Mommy Guilt....Let it Go!
As an OB/GYN physician (and mother of 5 boys), I am given the awesome opportunity to take care of expecting families. The majority of the articles for expecting moms are focused on our “first-time-moms”, but I want to focus on moms that are experienced or “veteran-mommies.”
I frequently observe veteran-mommies in states of anxiety and sometimes maybe even a little depressed as the birth of the new baby approaches. These moms often say, "I love my child so deeply, how could I ever love another child as much as my first?" At times like this, I take off my 'doctor hat' and put on my 'mommy hat.' Ladies, I felt the same way when I was expecting my second child. Many patients often feel guilty expressing these feelings. I assure you, these feelings are normal and shared by many expectant mothers.
I felt the same way, when I was expecting my second child. For 18 months, my oldest, was the center of our attention and love. When the second child joins the family, the 'only child' becomes the 'first born' and the parent-child relationship changes drastically, but not in a bad way.

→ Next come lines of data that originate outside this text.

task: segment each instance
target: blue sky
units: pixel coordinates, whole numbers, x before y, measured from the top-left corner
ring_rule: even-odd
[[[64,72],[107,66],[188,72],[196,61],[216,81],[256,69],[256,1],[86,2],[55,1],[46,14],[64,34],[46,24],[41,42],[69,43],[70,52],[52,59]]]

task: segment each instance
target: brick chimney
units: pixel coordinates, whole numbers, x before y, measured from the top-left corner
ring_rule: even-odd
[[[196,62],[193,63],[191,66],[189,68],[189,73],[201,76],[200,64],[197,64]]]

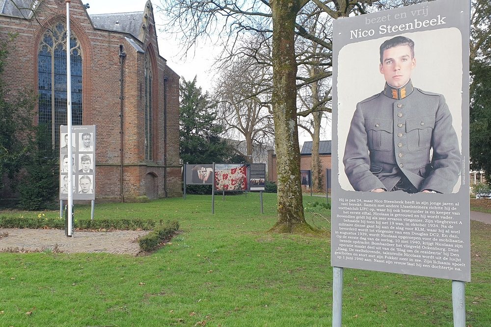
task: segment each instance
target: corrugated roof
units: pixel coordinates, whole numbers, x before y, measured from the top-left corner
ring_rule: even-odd
[[[91,15],[90,19],[97,28],[129,33],[138,39],[143,23],[143,12]]]
[[[38,2],[35,0],[0,0],[0,14],[29,18],[32,15],[30,9]]]
[[[331,154],[332,151],[332,141],[319,141],[319,154]],[[312,154],[312,141],[307,141],[303,143],[302,147],[302,151],[300,151],[300,155]]]

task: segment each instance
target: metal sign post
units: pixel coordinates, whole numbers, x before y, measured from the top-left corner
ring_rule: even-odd
[[[343,314],[343,268],[332,267],[332,327],[341,327]]]
[[[261,213],[264,213],[263,212],[263,192],[259,192],[259,198],[261,199]]]
[[[72,149],[72,71],[70,58],[70,0],[65,0],[66,3],[66,104],[67,123],[68,126],[68,145],[67,146],[68,154],[68,224],[67,236],[72,236],[72,228],[73,226],[72,212],[73,206],[73,151]]]
[[[184,175],[184,193],[183,193],[183,198],[184,198],[184,199],[185,200],[186,200],[186,166],[187,165],[188,165],[188,163],[187,162],[186,162],[185,164],[184,164],[184,170],[183,171],[183,175]]]
[[[212,213],[215,214],[215,162],[213,163],[213,182],[212,183]]]

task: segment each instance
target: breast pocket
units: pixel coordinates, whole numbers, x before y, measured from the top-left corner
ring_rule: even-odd
[[[365,120],[365,128],[370,150],[390,151],[393,147],[392,121],[369,118]]]
[[[406,120],[408,150],[415,151],[429,149],[434,128],[434,116],[425,116]]]

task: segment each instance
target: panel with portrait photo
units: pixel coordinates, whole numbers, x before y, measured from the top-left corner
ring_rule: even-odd
[[[94,172],[93,156],[92,153],[79,154],[79,174],[92,174]]]
[[[72,172],[76,171],[75,168],[75,155],[72,155]],[[60,172],[61,173],[67,173],[68,172],[69,167],[68,166],[69,161],[68,155],[66,153],[61,153],[60,154]]]
[[[93,133],[79,133],[79,151],[92,152],[94,151]]]
[[[79,194],[92,194],[94,193],[92,182],[93,175],[79,175]]]
[[[75,133],[72,133],[72,151],[75,152]],[[68,152],[68,147],[67,145],[68,144],[68,133],[60,133],[60,152],[62,153],[66,153]]]
[[[343,189],[459,191],[462,48],[448,40],[461,37],[457,28],[442,28],[352,43],[339,51]],[[360,51],[363,63],[353,70]]]

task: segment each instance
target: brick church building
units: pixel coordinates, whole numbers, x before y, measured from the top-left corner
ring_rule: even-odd
[[[36,121],[48,124],[59,149],[67,124],[65,1],[13,2],[0,0],[0,41],[18,33],[1,77],[7,99],[37,92]],[[182,194],[179,76],[159,54],[150,0],[142,9],[89,16],[81,0],[70,5],[72,124],[96,126],[96,201]],[[0,198],[12,196],[7,188]]]

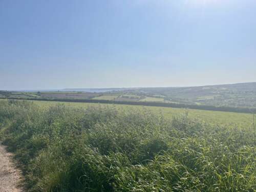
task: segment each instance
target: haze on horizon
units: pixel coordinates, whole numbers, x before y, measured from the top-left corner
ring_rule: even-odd
[[[256,1],[0,2],[0,90],[256,81]]]

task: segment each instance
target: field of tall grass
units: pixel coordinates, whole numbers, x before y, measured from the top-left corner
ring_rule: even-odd
[[[0,135],[31,191],[255,191],[251,126],[142,109],[0,101]]]

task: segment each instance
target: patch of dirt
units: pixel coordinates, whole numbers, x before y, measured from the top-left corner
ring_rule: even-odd
[[[21,171],[12,160],[12,154],[0,143],[0,191],[24,192],[18,185],[22,180]]]

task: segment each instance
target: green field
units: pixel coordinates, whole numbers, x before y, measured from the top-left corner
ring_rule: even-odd
[[[253,192],[251,117],[2,99],[0,138],[30,191]]]
[[[117,98],[118,95],[102,95],[99,97],[94,97],[93,99],[99,99],[99,100],[114,100]]]
[[[252,115],[246,113],[124,104],[45,101],[33,101],[30,102],[32,102],[41,107],[44,108],[48,108],[51,105],[60,104],[65,105],[66,106],[75,106],[76,108],[87,108],[90,106],[114,106],[119,110],[145,110],[151,112],[155,115],[159,115],[162,114],[164,117],[169,119],[173,118],[176,115],[179,115],[180,114],[187,112],[189,117],[200,119],[211,124],[234,125],[234,126],[244,127],[248,129],[251,127],[252,122]]]
[[[162,102],[164,99],[162,98],[146,97],[146,98],[140,100],[140,101],[150,101],[150,102]]]

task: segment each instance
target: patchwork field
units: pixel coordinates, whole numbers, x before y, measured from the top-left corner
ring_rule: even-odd
[[[0,100],[0,138],[33,192],[255,191],[248,114]]]

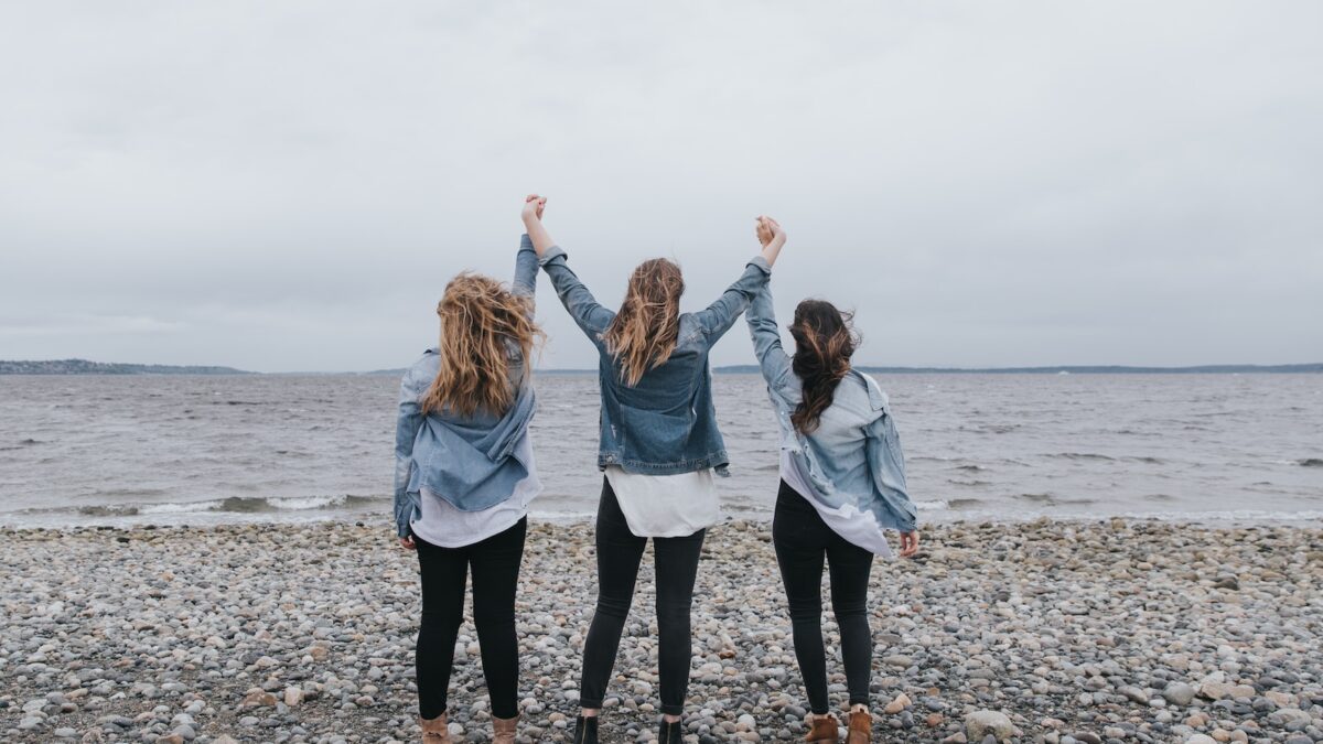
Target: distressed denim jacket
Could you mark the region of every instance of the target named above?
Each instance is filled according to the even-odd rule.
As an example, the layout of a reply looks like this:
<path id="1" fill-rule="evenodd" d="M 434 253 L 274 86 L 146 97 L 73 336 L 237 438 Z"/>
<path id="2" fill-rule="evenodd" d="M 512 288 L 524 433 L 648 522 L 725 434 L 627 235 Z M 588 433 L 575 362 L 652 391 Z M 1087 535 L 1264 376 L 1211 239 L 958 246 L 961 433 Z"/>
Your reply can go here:
<path id="1" fill-rule="evenodd" d="M 566 265 L 566 254 L 560 248 L 548 249 L 541 262 L 565 310 L 598 351 L 602 392 L 598 467 L 619 466 L 647 475 L 710 467 L 728 475 L 730 459 L 717 430 L 708 352 L 767 283 L 767 262 L 754 257 L 716 302 L 700 312 L 681 314 L 671 357 L 644 373 L 635 387 L 620 381 L 620 365 L 602 342 L 602 332 L 615 311 L 593 298 Z"/>
<path id="2" fill-rule="evenodd" d="M 537 254 L 524 236 L 515 258 L 511 291 L 533 297 L 537 286 Z M 529 308 L 532 312 L 532 308 Z M 533 418 L 533 385 L 524 372 L 519 344 L 508 344 L 515 402 L 509 410 L 492 414 L 483 410 L 463 417 L 448 410 L 423 414 L 418 401 L 441 369 L 435 348 L 405 372 L 400 384 L 400 418 L 396 425 L 396 534 L 409 535 L 409 523 L 419 515 L 422 488 L 446 499 L 462 511 L 491 508 L 515 492 L 515 485 L 529 474 L 516 445 L 528 433 Z"/>
<path id="3" fill-rule="evenodd" d="M 818 430 L 806 437 L 790 422 L 803 384 L 781 347 L 770 289 L 758 293 L 745 319 L 777 412 L 781 449 L 808 475 L 815 495 L 832 508 L 853 504 L 884 530 L 913 531 L 918 510 L 905 486 L 900 434 L 877 381 L 852 369 L 836 387 Z"/>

If you can make the transition of your first born becoming a sibling into a positive one, this will lessen your stress. The Women's Hospital offers a siblings class that can help children learn about babies and makes a big production of graduating to big brother or big sister. Try not to forget about your older children when you are buying things for the new baby. I remember buying a large teddy bear from Pottery Barn for the nursery. As soon as my toddler saw this bear, there was no way he was going to give it to his new baby brother! Thirteen years later, we still have that beloved bear, he has just retired to our teenage son’s closet.
Finally, during this transition period it is essential that you don't forget about yourself. I always think of the analogy of the airlines' instructions of putting on your own oxygen mask first before assisting others. You must take care of yourself and have some "me time." It is essential that you continue in self-care activities (whether it is running, scrapbooking, massage, yoga etc.). Taking care of yourself will help you be a better and more effective parent to your children.
Now, as a mother of five boys and 13 years later since the birth of our second child, I can tell you with confidence that this guilt shall pass. I think back on the past 13 years and some of my fondest memories are of the boys playing and giggling with each other (between the moments that my basement sounds like a wrestling tournament). Seriously, when you find one of your kids helping their younger sibling, it truly melts your heart. It has often been said, you don't just have space in your heart for one more child, but that your heart actually grows with each baby...and I found this to be true!